Saturday, February 28, 2009
0.34.0.1
Jack was not ADD - his ability to focus was not in question. With a minimum of relevant information Jack could grasp and recall the mitigating factors and consequences behind a precarious decision more quickly and adeptly than three men with a balance or even surplus of attention. It would be more appropriate to say that Jack was post-ADD, functionally unstuck in consciousness. Presented with an urgent scenario Jack’s field of awareness wrapped nimbly around the tangled constellation of advanced business topics at his disposal, and in this his active mental faculty became less and less about focus and more about the feverishly asymptotic pursuit of omniscience. Jack’s internal deliberation formed a fragile lattice-work of cogitation, both amazingly intricate and unfailingly brittle, from which he could be easily loosed by any sudden intrusion from the world - a new person, a door slam, a loud clap. His elaborate but hastily configured deck of neural connections then immediately fell, only to be rebuilt if the first card in the deck could be placed back in his hands, from which he could follow the still fresh connections back to the outer reaches of his previous mental diagram.
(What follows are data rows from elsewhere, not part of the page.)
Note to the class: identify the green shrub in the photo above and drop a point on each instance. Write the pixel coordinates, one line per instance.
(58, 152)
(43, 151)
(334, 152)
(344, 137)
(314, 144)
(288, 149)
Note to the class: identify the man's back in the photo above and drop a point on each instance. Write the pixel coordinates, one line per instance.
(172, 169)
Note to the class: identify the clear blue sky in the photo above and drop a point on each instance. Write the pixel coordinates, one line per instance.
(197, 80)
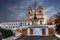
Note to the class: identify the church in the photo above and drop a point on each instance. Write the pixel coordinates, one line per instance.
(33, 25)
(36, 17)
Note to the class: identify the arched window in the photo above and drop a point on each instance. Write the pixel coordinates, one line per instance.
(40, 22)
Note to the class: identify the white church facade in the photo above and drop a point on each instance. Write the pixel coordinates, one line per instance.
(33, 25)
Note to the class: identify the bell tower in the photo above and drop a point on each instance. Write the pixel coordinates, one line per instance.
(40, 15)
(40, 10)
(29, 11)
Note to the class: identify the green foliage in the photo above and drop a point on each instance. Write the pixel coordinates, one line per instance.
(57, 22)
(6, 33)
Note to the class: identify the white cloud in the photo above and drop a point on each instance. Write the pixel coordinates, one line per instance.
(49, 12)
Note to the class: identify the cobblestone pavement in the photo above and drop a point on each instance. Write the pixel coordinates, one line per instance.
(39, 38)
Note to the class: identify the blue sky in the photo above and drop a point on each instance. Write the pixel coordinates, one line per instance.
(17, 9)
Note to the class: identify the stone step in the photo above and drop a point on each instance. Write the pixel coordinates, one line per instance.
(40, 38)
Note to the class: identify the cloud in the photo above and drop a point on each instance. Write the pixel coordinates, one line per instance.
(49, 12)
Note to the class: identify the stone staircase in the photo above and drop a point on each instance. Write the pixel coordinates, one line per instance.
(39, 38)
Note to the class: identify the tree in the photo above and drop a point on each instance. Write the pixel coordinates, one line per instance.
(6, 33)
(57, 22)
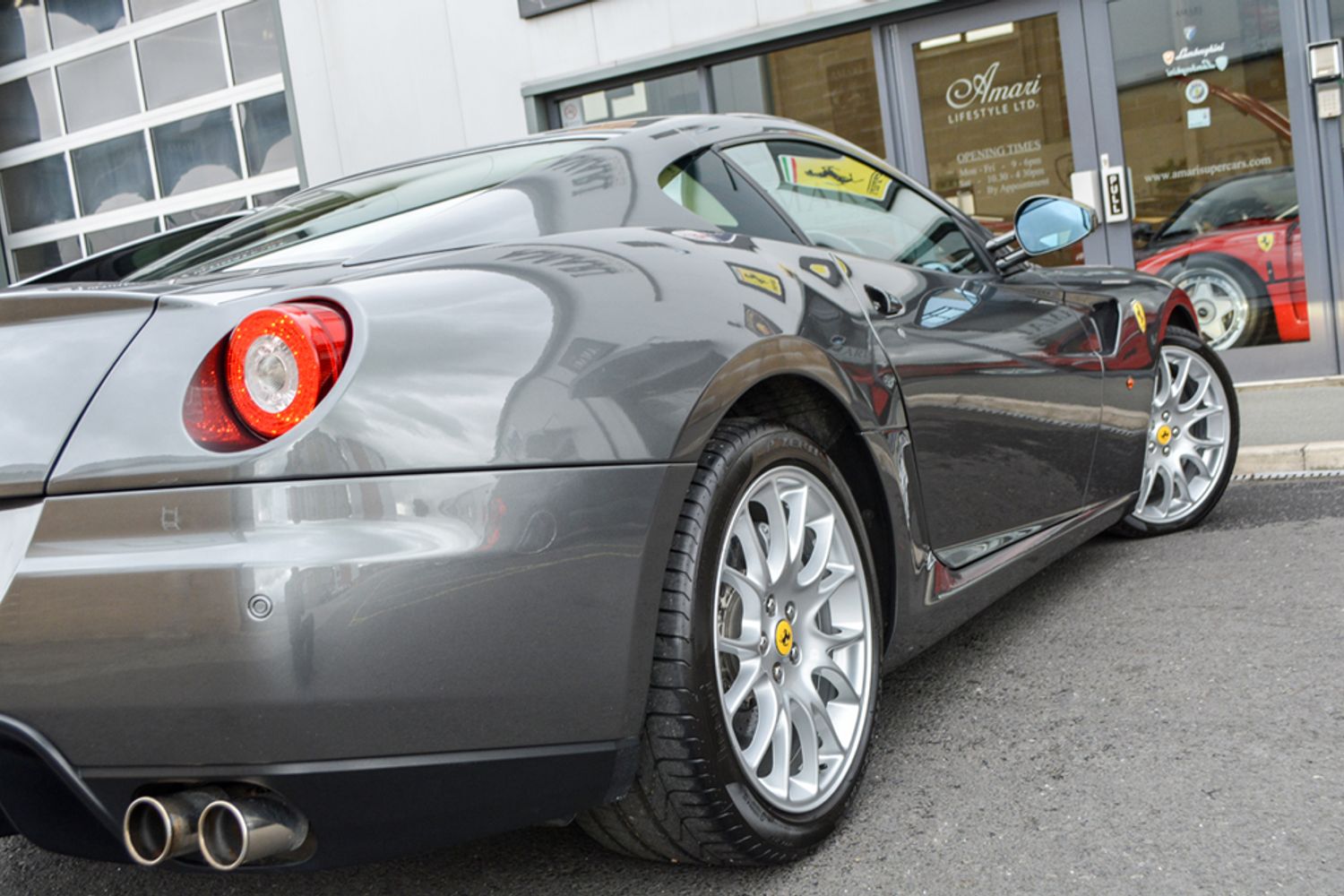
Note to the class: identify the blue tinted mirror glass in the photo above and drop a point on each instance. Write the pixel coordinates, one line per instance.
(1048, 223)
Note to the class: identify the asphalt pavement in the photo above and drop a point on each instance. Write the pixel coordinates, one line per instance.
(1159, 716)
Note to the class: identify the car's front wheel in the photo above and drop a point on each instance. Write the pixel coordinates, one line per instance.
(1193, 437)
(765, 673)
(1231, 304)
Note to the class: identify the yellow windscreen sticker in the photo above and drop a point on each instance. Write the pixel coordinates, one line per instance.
(840, 175)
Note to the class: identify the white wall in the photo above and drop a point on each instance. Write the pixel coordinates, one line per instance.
(375, 83)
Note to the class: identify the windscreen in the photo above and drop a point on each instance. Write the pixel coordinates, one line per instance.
(339, 220)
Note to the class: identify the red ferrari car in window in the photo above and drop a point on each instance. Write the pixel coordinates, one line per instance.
(1236, 249)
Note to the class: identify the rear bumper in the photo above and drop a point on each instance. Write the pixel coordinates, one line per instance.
(425, 633)
(359, 810)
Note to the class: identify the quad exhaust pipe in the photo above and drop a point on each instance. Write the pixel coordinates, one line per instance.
(228, 831)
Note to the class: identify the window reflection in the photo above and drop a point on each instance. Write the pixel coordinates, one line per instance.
(37, 194)
(29, 110)
(145, 8)
(34, 260)
(23, 30)
(182, 62)
(669, 96)
(830, 83)
(113, 174)
(253, 47)
(196, 152)
(112, 237)
(74, 21)
(1204, 117)
(99, 88)
(266, 139)
(203, 212)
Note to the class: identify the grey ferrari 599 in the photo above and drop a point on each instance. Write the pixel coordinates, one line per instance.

Deprive him that first link, however, and Jack may as well have never started the conversation. Over-clocking the brain to produce such a complex process cost him the ability to log his mental activity; he lacked any ability to retrace the steps of his consciousness, to recall what thoughts had passed through his head only five seconds prior, to know with any certainty how much time had just transpired and whether time even worked like that. Without his spigot constantly flashing the current topic of discussion Jack might forget that he’d ever attended business school or that he’d ever owned a flashing spigot. His very vocabulary might leak out completely and leave him devoid of words, dribbling meaninglessly onto his soiled collar.